Proceeds from the song will help combat open salmon farms in Iceland
At some point in In the late 90s, Björk wrote and recorded “Oral,” a song she thought was too poppy to be released on albums like Homogenic or At night. Then she forgot about it. She recently rediscovered it in her archives and turned it into a duet with Rosalía, in which the two women sing about falling in love with a man and not knowing how to express it. “I can just sneak up behind his head,” one of the lyrics says, “then I’ll lift his hair and bite it lightly.” And this after the women chanted, “Is this the right thing to do? I just don’t know/I just don’t know.”
“It’s totally that moment when you meet someone and you don’t know if it’s friendship or something more,” Bjork said Rolling Stone last month. “So you get, I guess, excited. And you become very conscious of your lips. Maybe that’s why I called the song ‘Oral’. You don’t know what the consequences will be if you act. Sometimes fantasy can be amazing, and that’s enough.”

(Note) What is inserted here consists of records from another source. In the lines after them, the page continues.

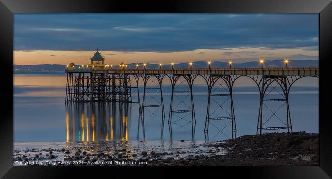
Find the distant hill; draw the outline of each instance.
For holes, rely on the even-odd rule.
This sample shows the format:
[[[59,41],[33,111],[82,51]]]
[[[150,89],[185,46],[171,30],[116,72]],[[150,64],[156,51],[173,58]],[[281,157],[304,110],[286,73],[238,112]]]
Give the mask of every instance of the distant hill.
[[[195,61],[193,62],[193,68],[207,68],[208,65],[206,61]],[[136,63],[129,64],[129,69],[135,69]],[[141,68],[143,63],[139,63],[139,68]],[[64,71],[66,69],[65,65],[62,64],[38,64],[33,65],[14,65],[13,70],[15,72],[20,71]],[[290,62],[289,66],[301,67],[301,66],[318,66],[319,61],[318,60],[291,60]],[[222,68],[229,66],[228,62],[221,61],[212,61],[211,65],[214,68]],[[242,63],[233,63],[233,67],[258,67],[260,66],[258,61],[251,61]],[[274,60],[266,61],[264,63],[264,66],[278,67],[284,66],[283,60]],[[175,68],[188,68],[188,63],[181,63],[175,64]],[[158,64],[147,63],[147,68],[156,69],[159,68]],[[170,68],[170,64],[162,65],[163,68]],[[118,66],[114,67],[116,69]]]

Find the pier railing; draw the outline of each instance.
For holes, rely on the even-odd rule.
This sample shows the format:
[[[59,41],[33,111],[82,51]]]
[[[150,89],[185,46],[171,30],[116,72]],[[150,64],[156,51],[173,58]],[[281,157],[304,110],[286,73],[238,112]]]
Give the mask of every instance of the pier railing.
[[[67,73],[124,73],[127,74],[215,74],[273,76],[319,76],[319,67],[220,68],[151,69],[93,69],[67,68]]]

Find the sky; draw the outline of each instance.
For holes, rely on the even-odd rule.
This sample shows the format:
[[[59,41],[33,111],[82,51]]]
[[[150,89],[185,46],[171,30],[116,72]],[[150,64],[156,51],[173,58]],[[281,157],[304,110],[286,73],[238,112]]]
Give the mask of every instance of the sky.
[[[319,59],[318,14],[15,14],[14,64]]]

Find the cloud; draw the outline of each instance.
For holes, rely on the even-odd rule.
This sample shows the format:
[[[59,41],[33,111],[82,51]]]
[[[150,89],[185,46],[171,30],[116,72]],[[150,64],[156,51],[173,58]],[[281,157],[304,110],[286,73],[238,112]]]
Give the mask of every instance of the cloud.
[[[87,51],[98,46],[172,52],[319,46],[316,14],[15,14],[14,20],[15,50]]]
[[[226,56],[256,56],[258,55],[262,54],[262,53],[259,53],[257,51],[240,51],[240,52],[231,52],[231,51],[227,51],[225,52],[223,52],[222,53],[222,55],[226,55]]]

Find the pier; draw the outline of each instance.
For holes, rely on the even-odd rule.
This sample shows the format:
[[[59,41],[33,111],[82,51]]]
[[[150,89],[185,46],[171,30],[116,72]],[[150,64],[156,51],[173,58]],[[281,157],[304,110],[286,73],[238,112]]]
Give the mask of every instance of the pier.
[[[246,77],[254,81],[260,93],[260,107],[258,109],[258,119],[257,133],[262,133],[264,130],[286,129],[287,132],[292,132],[291,113],[289,105],[289,94],[293,84],[297,80],[305,77],[319,77],[319,67],[303,68],[187,68],[187,69],[111,69],[108,67],[94,69],[92,68],[75,69],[67,68],[66,101],[75,102],[121,102],[139,103],[140,114],[144,117],[144,111],[150,108],[158,108],[165,116],[165,109],[162,96],[162,85],[165,79],[171,81],[172,86],[171,98],[168,122],[184,119],[179,115],[185,114],[189,117],[189,120],[196,121],[194,99],[193,98],[193,85],[197,77],[202,77],[206,82],[208,89],[208,107],[205,119],[205,132],[208,133],[209,124],[214,121],[229,120],[231,124],[232,136],[235,137],[236,133],[235,113],[232,100],[233,84],[239,78]],[[143,96],[141,101],[139,95],[139,81],[144,84]],[[132,85],[132,84],[134,85]],[[227,91],[218,93],[217,88],[225,85]],[[181,85],[187,86],[187,90],[177,91],[176,86]],[[278,89],[277,89],[278,88]],[[136,88],[138,100],[134,101],[132,98],[132,89]],[[270,90],[272,89],[272,90]],[[275,90],[283,96],[281,98],[269,98],[267,95],[270,90]],[[218,91],[218,90],[217,90]],[[154,99],[147,100],[146,94]],[[153,95],[151,95],[153,93]],[[179,94],[188,96],[191,103],[184,104],[180,100],[179,105],[175,106],[174,100]],[[154,95],[154,96],[153,96]],[[158,100],[155,99],[158,97]],[[225,99],[226,98],[226,99]],[[212,111],[211,101],[213,105],[219,107]],[[230,110],[226,114],[221,104],[229,103]],[[266,126],[265,122],[271,117],[276,116],[276,111],[269,110],[268,105],[273,103],[281,103],[282,107],[286,108],[286,119],[280,121],[278,126]],[[177,110],[181,106],[186,106],[187,109]],[[266,106],[268,110],[263,110]],[[213,114],[212,114],[213,113]],[[263,119],[264,113],[271,113],[270,118]],[[225,115],[222,115],[224,114]]]
[[[123,63],[115,69],[113,65],[105,64],[105,59],[97,48],[94,55],[90,58],[90,64],[81,66],[72,63],[67,66],[66,102],[119,102],[122,104],[137,103],[139,117],[143,119],[145,111],[151,115],[161,111],[162,130],[165,112],[162,87],[166,79],[170,81],[171,87],[168,116],[169,126],[178,121],[184,121],[193,124],[193,131],[195,131],[196,119],[193,86],[195,79],[199,77],[206,82],[208,88],[204,127],[207,139],[210,125],[221,132],[230,125],[232,137],[236,137],[233,87],[238,79],[248,78],[255,82],[258,88],[260,104],[256,133],[261,134],[262,130],[286,130],[287,132],[293,132],[289,105],[291,87],[302,78],[319,77],[319,67],[289,67],[288,59],[284,61],[286,67],[264,67],[264,60],[260,59],[260,68],[232,68],[232,62],[230,61],[229,67],[215,68],[211,68],[211,62],[209,61],[207,68],[193,68],[191,62],[188,68],[176,68],[172,62],[171,68],[163,69],[162,64],[159,64],[159,69],[148,69],[145,63],[141,69],[138,64],[136,69],[128,69],[127,65]],[[143,85],[141,101],[140,80]],[[133,89],[135,92],[133,92]],[[271,95],[269,95],[272,92],[279,94],[279,97],[271,97]],[[137,93],[136,100],[132,98],[133,93]],[[185,101],[187,99],[190,101]],[[276,110],[272,109],[270,106],[276,104],[279,107]],[[277,113],[282,108],[285,111],[285,116],[280,117]],[[266,114],[270,115],[267,117]],[[280,125],[268,125],[267,122],[272,117],[276,118]],[[214,124],[215,121],[218,121],[228,122],[220,128]],[[192,136],[194,133],[192,132]]]

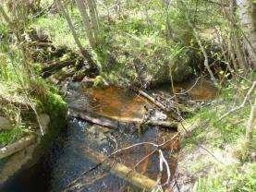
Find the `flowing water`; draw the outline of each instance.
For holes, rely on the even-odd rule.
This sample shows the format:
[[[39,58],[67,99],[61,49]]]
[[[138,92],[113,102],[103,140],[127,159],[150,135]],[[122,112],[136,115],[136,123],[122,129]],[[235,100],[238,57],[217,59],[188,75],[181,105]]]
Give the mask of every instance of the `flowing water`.
[[[177,90],[188,90],[194,82],[178,85]],[[170,92],[170,85],[159,87],[158,91]],[[190,90],[193,100],[211,99],[215,96],[215,90],[207,81],[199,81]],[[148,101],[121,88],[106,87],[87,89],[82,94],[90,98],[89,106],[99,114],[118,118],[143,118],[145,105],[151,106]],[[96,166],[97,162],[87,155],[88,149],[97,151],[105,157],[116,149],[122,149],[140,142],[161,144],[174,135],[176,130],[166,130],[156,126],[147,127],[143,134],[139,134],[136,126],[128,126],[119,129],[110,129],[89,124],[81,119],[69,118],[67,130],[57,138],[52,149],[41,161],[24,170],[10,180],[0,191],[33,192],[33,191],[141,191],[132,183],[125,181],[110,172],[109,169]],[[174,174],[177,166],[178,139],[175,139],[166,148],[164,155]],[[144,145],[118,153],[111,161],[134,168],[151,179],[157,179],[159,174],[158,153],[145,159],[137,167],[135,164],[151,153],[154,149]],[[91,168],[93,168],[88,172]],[[82,173],[88,172],[84,174]],[[82,174],[82,175],[81,175]],[[78,179],[79,177],[79,179]],[[75,179],[76,182],[73,182]],[[165,181],[164,174],[162,180]],[[72,183],[73,182],[73,183]]]

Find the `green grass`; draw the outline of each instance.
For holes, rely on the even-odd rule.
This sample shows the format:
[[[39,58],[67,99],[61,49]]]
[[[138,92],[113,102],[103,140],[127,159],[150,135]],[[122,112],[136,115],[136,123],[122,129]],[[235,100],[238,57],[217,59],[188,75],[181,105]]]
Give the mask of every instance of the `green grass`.
[[[256,163],[243,166],[230,165],[209,173],[198,179],[194,191],[197,192],[252,192],[256,191]]]
[[[194,191],[256,191],[256,163],[250,157],[256,148],[255,145],[250,149],[245,146],[250,104],[247,103],[241,110],[219,121],[225,113],[243,102],[250,88],[245,82],[239,82],[239,86],[236,86],[237,83],[232,82],[233,86],[223,88],[219,98],[202,106],[186,121],[187,127],[195,122],[207,121],[181,142],[182,151],[188,156],[180,163],[192,175],[198,176]],[[252,142],[256,141],[254,131]],[[224,164],[199,146],[206,148]]]
[[[26,133],[24,126],[16,126],[10,130],[1,130],[0,131],[0,145],[6,146],[8,145],[18,138],[21,138],[22,136]]]

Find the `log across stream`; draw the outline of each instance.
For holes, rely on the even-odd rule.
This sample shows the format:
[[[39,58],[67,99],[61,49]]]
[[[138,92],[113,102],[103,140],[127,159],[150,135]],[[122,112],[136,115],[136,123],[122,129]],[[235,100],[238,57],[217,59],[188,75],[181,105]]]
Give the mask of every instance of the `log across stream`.
[[[71,115],[67,130],[39,163],[16,175],[3,191],[150,190],[160,174],[159,149],[168,162],[170,176],[174,175],[179,147],[179,135],[173,128],[177,123],[160,116],[157,122],[164,126],[149,123],[141,133],[137,129],[136,124],[141,124],[145,105],[150,108],[151,102],[111,87],[79,93],[70,89],[69,93]],[[88,109],[96,117],[89,115]],[[97,123],[99,115],[107,117],[106,125]],[[128,124],[130,120],[132,124]],[[159,149],[151,144],[128,148],[139,143],[161,145],[170,138]],[[121,149],[127,150],[109,157]],[[167,177],[165,168],[160,182]]]

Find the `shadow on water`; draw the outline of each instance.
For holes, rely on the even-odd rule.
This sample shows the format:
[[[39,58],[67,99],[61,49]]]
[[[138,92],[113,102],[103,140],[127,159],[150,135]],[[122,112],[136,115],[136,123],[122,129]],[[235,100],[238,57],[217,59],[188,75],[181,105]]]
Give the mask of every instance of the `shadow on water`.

Proceeds from the song will help prevent the proliferation of farmed salmon that could endanger the ecology of Iceland’s native fish. The women want to contribute to a legal fund for people living around Seyðisfjörður on the island so they can stop an industrial salmon farm from opening. The remaining money will go towards campaigning for new legislation and raising awareness.
In addition to talking to Rolling Stone about why the cause means so much to her, she talked about the origins of the song and why she brought Rosalía to sing it. “I made the arrangement and the beat myself and, at the time, I was very inspired by dancehall, this music generated in Jamaica,” she said. “So I made a dancehall beat underneath. And then I thought, ‘Hmm,’ because Rosalía just made a kind of experimental reggaeton album, and I thought, ‘Well, I think dancehall is kind of the grandmother of reggaeton.’
“I’ve been friends with her for a few years now,” she continued, “so I texted her and said, ‘Would you sing this track for me? It’s for the environment. And she immediately said yes, even though she hadn’t heard it. She was taking care of it.